Desert X AlUla aims to contribute to and continue the artistic heritage of the local community and region: Works from Desert X AlUla 2020 by Sherin Guirguis, Lita Albuquerque, Manal AlDowayan, Superflex, Mohamed Ahmed Ibrahim and Nadim Karam have been acquired by RCU, some of which are on view at Habitas, AlUla. Works from Desert X AlUla 2022 by Dana Awartani, Alicja Kwade, Monika Sosnowska, Sultan Bin Fahad, Khalil Rabah, Shezad Dawood and Serge Attukwei Clottey have been acquired by RCU, some of which are on display. Jim Denevan’s work for Desert X AlUla 2022 also remains in its original location, where it will dissipate naturally. Desert X AlUla has been building local and international audiences over the years, with a 53% increase in average visitors per day from 2020 to 2022 editions.

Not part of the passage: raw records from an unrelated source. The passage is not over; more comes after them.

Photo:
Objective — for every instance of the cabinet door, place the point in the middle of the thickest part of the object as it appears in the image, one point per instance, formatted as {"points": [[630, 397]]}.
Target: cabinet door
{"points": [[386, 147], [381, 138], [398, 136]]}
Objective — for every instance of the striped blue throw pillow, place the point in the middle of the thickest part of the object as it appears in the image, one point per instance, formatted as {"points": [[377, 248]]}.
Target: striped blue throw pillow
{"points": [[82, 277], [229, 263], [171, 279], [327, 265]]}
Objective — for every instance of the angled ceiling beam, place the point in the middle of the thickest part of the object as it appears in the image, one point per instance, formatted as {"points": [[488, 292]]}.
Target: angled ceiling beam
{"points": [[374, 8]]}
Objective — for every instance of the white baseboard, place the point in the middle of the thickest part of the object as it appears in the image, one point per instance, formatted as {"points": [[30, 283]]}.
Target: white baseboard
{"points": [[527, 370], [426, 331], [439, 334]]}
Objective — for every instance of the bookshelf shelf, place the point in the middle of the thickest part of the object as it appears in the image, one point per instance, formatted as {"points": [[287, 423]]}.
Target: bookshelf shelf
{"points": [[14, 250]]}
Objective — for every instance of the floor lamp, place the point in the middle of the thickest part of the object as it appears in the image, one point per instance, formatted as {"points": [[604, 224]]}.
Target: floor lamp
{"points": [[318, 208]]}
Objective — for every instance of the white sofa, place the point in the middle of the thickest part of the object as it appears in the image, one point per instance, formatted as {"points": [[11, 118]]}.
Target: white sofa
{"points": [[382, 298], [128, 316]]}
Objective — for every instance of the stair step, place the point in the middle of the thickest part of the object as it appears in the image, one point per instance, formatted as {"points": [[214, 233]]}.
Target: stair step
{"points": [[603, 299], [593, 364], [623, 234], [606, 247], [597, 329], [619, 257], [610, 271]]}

Maya El Khalil, Curator, Desert X AlUla 2024, says:
The region of AlUla is monumental. Formed of inconceivable spans of time and space, the urge is to meet it with imitations of similar size and impact. But the reality is, human efforts struggle to match the grandeur sculpted here. We challenged the artists participating in Desert X AlUla 2024 to adjust their perspective to encounter the unseen aspects of the place with reverence, attuning to the forces, rhythms and processes that shape the landscape in imperceptible ways. In response to this, the artists have developed innovative and dynamic works that address profound topics such as trade, migration and time that are relevant to the region and connect with the wider world.

Marcello Dantas, Curator, Desert X AlUla 2024, says:
The desert, often perceived as a place of emptiness, gradually unveils its intricate layers of existence as one immerses in it. Desert X AlUla invites artists to create original works with a unique canvas on an unprecedented scale. As visitors explore Desert X AlUla, they’ll discover that in times of uncertainty, when the tangible is elusive, nothing is more real than the presence of the invisible. We invite visitors to encounter the limitless boundaries of imagination and discover the profound forces that silently shape our world.

Raneem Farsi and Neville Wakefield, Artistic Directors, Desert X AlUla 2024, say:
Taking place across three sites for the first time, this edition of Desert X AlUla will fully immerse visitors in the heritage, nature and landscape of AlUla. A crossroads of trade and culture for centuries, projects like Desert X AlUla continue AlUla’s legacy as a place of cultural exchange and dialogue. The last two editions of Desert X AlUla in 2020 and 2022 proved how AlUla’s landscape and community can inspire artists to create works that resonate with audiences around the world.

Nora Aldabal, Executive Director of Arts AlUla, says:
In AlUla, we are working towards building the next chapter of art history. Through arts initiatives such as Desert X AlUla, artists are invited to collaborate not only with other artists, but with the spectacular landscape and heritage of AlUla itself. This edition of Desert X AlUla with its striking artworks and educational and cultural programming underlines the value of arts and creativity as essential and transformative layers for enriching society, economy and quality of life.